City of Five Seas

Article expired Published 29 Sep 2010 Last modified 03 Sep 2015
2 min read
This content has been archived on 03 Sep 2015, reason: Content not regularly updated
Nizhny Novgorod has a population of 1.3 million and is one of Russia’s most important industrial cities. Its process manufacturing plants are heavily reliant on water, supplied from the Volga River and one of its tributaries, the Oka. The region’s drinking water also comes from the Upper Volga Basin.

The water quantity over the past years has considerably decreased.

Gnidin Konstantin Sergeevich, Head of Upper Volga Basin Department of Federal Agency of Water Resources

During the past few decades the amount of water in the Volga Basin has gone from one extreme to the other. In the spring of 1979, 1994, 2006 and 2006, the river overflowed its banks, flooding hundreds of private houses.

Yet in the ‘low-flow’ months, water levels drop significantly, as shown by the number of new islands that have appeared and gutter-like rivulets instead of streams. The levels have sunk so low that the drinking water for local villages has at times been unsafe.

Shallower rivers also mean that there is less water available for process manufacturing, and that even the larger rivers like the Oka, Vetluga, and Sura are not deep enough for large freight and passenger vessels to pass along during the low flow months.

Intensive flooding, shallower rivers, increasingly frequent high winds and heavy snow and rainfall in the Upper Volga area, are all signs of climate change.

In the past, it was possible to forecast water levels more precisely, but in recent years constant adjustments have had to be made to ensure that the reservoirs are at the right level to provide sufficient supplies of water to industry, and enough good quality drinking water for local communities.

"It’s extremely important that all Russian regions as well as worldwide develop a number of scenarios for future developments." Alexander Ivanov, Assistant Professor, The Nizhny Novgorod State University of Architecture and Civil Engineering. 

New research and technology are needed to create a coordinated picture of what is happen-ing in the rivers across the region.

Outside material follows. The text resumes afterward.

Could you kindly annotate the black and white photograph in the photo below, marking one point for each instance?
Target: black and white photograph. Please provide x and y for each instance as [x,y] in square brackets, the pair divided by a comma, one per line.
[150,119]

For example, advanced automated stations are already being piloted to collect and process data that will help to forecast extreme events throughout the Upper Volga Basin.

A number of other solutions are being looked into, including the construction of a barrage-type spillway on the outskirts of the city, although residents’ opinions are divided as to whether or not to proceed with such a project.

Unfortunately, the region is suffering from a number of other economic problems, so reducing the risks of flooding and drought associated with climate change is often viewed as a lower priority often dependent on the availability of funds. However, given the changes al-ready occurring to such a fundamental resource as access to freshwater, tackling climate change is likely to end up being the highest priority for this region.